A really informative article about the role of research design and causal theorizing in big data. It's interesting - these "problems" with big data are the same issues social scientists have been dealing with for decades. Describing the actions of individuals is not as easy as aggregating what they say, for many reasons that can be boiled down to one concept - we're HUMAN. Welcome to our world, tech community.
What we say or what we intend is not always what we really do - just ask yourself how often you go to the gym...then keep track for a week or so. We run into that problem when asking people who they voted for or how they voted in the last election.

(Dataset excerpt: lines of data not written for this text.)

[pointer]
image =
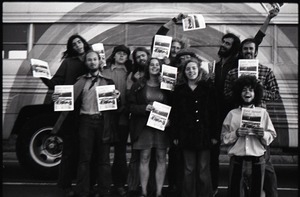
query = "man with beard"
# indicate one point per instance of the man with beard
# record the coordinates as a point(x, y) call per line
point(249, 50)
point(228, 53)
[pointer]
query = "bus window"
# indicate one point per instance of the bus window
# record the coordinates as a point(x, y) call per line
point(15, 41)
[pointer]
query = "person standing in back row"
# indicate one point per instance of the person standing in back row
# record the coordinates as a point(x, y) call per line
point(95, 128)
point(71, 68)
point(193, 127)
point(228, 53)
point(118, 67)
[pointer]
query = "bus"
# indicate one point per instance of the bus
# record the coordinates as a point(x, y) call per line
point(40, 30)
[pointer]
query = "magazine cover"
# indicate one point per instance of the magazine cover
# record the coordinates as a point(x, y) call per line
point(161, 47)
point(99, 48)
point(105, 98)
point(209, 67)
point(168, 77)
point(65, 101)
point(271, 6)
point(193, 22)
point(248, 67)
point(158, 118)
point(251, 118)
point(40, 68)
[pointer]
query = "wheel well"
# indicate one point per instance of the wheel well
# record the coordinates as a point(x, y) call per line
point(28, 112)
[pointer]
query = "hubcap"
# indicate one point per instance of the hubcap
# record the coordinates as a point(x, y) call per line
point(46, 148)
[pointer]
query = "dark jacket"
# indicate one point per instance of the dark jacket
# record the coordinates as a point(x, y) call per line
point(137, 107)
point(109, 130)
point(194, 116)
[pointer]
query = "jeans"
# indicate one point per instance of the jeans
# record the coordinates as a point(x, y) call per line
point(175, 167)
point(119, 167)
point(270, 181)
point(214, 165)
point(90, 138)
point(69, 159)
point(196, 180)
point(246, 176)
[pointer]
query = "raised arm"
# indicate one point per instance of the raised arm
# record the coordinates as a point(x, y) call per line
point(163, 30)
point(262, 31)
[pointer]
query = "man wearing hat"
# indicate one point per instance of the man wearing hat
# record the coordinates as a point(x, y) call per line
point(118, 67)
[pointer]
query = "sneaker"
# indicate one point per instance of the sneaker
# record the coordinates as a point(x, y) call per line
point(69, 192)
point(121, 191)
point(215, 192)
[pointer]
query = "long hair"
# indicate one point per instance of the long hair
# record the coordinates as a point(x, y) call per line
point(247, 81)
point(70, 52)
point(147, 73)
point(135, 66)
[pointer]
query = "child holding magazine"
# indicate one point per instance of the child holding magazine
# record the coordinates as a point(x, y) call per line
point(247, 143)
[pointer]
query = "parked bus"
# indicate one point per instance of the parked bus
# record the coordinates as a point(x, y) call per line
point(41, 30)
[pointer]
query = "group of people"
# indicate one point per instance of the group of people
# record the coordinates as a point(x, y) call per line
point(205, 113)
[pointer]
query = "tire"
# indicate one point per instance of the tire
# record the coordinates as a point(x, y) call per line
point(38, 150)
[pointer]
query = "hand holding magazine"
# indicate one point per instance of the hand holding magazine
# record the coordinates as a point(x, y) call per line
point(99, 48)
point(248, 67)
point(251, 119)
point(106, 97)
point(158, 117)
point(40, 68)
point(193, 22)
point(168, 77)
point(162, 46)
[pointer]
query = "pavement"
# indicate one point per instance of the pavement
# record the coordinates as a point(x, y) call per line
point(277, 156)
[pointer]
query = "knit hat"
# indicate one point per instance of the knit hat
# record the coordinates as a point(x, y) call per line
point(121, 48)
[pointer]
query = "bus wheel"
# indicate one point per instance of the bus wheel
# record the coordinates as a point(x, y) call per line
point(37, 149)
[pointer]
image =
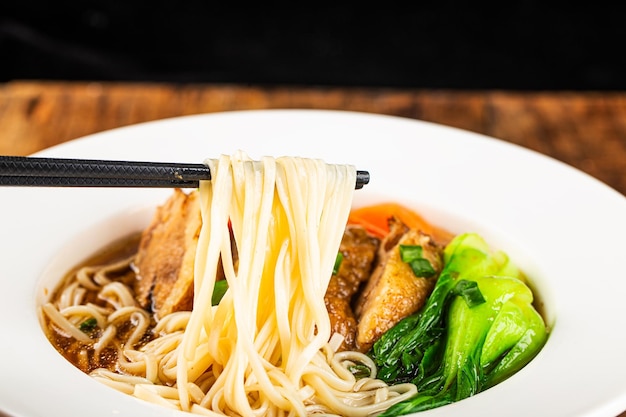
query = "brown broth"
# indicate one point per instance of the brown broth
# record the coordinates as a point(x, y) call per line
point(83, 355)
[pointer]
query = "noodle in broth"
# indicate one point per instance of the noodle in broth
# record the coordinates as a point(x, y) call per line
point(267, 347)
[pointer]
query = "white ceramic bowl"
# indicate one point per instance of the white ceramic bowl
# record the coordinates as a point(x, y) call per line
point(564, 228)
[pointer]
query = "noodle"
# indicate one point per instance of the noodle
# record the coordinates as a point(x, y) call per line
point(266, 348)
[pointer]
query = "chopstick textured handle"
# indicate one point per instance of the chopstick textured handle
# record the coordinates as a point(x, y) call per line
point(36, 181)
point(88, 168)
point(60, 172)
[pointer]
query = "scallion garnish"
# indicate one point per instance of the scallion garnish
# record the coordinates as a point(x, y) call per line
point(218, 291)
point(360, 371)
point(88, 325)
point(338, 261)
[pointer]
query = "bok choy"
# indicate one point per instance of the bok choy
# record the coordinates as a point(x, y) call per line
point(478, 327)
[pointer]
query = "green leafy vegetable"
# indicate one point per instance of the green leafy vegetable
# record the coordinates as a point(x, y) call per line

We are subject to social pressures, even by complete strangers (or survey-takers. *especially* survey-takers.) We're socialized into giving acceptable answers that are often not the truth. I saw that issue when using data from a 2007 Pew study of Muslim-Americans. How do you think a Muslim living in America during the Bush administration would answer a random-digit dial asking them if they felt discriminated against by the government? Survey designers spent much time and effort in addressing that issue (see the section on Survey Methodology here). However, that is the exception, and not the norm, in the current trend of acquiring as much data as you can and crunching it as soon as possible.
This is more than just "correlation does not imply causation." In my Research Design class, I spend more time talking about theory craft and proper design than I do teaching them to slog away at STATA or R. Good research is like anything else; you need a proper foundation. Simply put, does your hypothesis pass a logic test? Does it manifest itself in reality? Is there a measurable counterfactual? What's the story, in words, not numbers? Does your data measure what you're looking for? How externally valid (i.e., broadly applicable) are your findings? Is your sample representative of your population?
In the Big Data universe, I see that last issue manifesting itself in online reviews. Our responses to situations, both good and bad, are functions of how our brains work. Unless something is superlatively great or absolutely terrible, we don't think about it. When was the last time you went online to review your tried and true brand of toothpaste? This can lead to perfectly acceptable establishments, or products, or whatever, simply not getting the kinds of reviews that reflect its actual usage or potential.
Brace yourselves, Big Data backlash is coming (and already started). Arm yourselves with proper design and causal theory!